Testing transaction capability of applications

Application 1(A1) sends messages to A2 over MQ. A2 uses XA transactions so that a message dropped on the queue is picked by A2, processed and written to the DB and the whole transaction is committed at once.

I would like to test whether A2 correctly maintains system consistency if the transaction fails mid-way and whether XA has been implemented correctly.

I would like to stop the DB as soon as A2 picks up the message. But I am not sure whether I will have enough time to stop the DB and whether I will know for sure that the message has been picked.

Any other suggestions for testing this?

Thanks,

Yash

Upvotes: 0

Views: 43

Answers (1)

Nicholas
Nicholas

Reputation: 16066

I am assuming you are using Java here, otherwise, some of this won't be applicable.

The quick, pragmatic solution is to inject a delay into your process which will give you time to take your transactionally destructive action. The easiest way to do this would be to run the app in a debugger.

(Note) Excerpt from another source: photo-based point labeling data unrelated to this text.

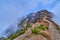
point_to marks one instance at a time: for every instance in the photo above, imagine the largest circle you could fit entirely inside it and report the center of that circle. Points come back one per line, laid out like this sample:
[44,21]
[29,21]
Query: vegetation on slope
[20,32]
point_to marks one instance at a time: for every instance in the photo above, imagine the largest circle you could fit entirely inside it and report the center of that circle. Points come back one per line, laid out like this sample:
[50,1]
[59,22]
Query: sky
[12,10]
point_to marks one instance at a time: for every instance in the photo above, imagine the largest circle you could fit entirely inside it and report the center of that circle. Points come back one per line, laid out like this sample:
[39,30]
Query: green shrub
[38,28]
[35,31]
[42,27]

Place a breakpoint at some suitable location (perhaps after the message has been received and the DB write is complete but not committed) and kill the DB when the debugger pauses the thread. Alternatively, add a test hook to your code whereby the thread will sleep if the MQ message has a header titled something unlikely like 'sleeponmessagereceived'.

A more complex but sophisticated technique is to use error injection via some AOP tool. I would definitely look at Byteman. It allows you to inject bytecode at runtime and was originally written to test XA scenarios like yours for the Arjuna transaction manager. You can inject code procedurally, or you can annotate unit testing procedures. Some of the advantages of this approach is that you can direct Byteman to trigger an error condition based on a variety of other conditions, such as nth invocation, or if a method arg is X. Also, depending on how detailed your knowledge of your transaction manager is, you can recreate a wider set of scenarios to produce some more tricky XA outcomes like Heuristic exceptions. There's some examples here that demonstrate how to use Byteman scripts to validate MQ XA Recovery. This project is intended to help reproducing XA failure and recovery. It is JBoss specific, but I would imagine you would be able to adapt to your environment.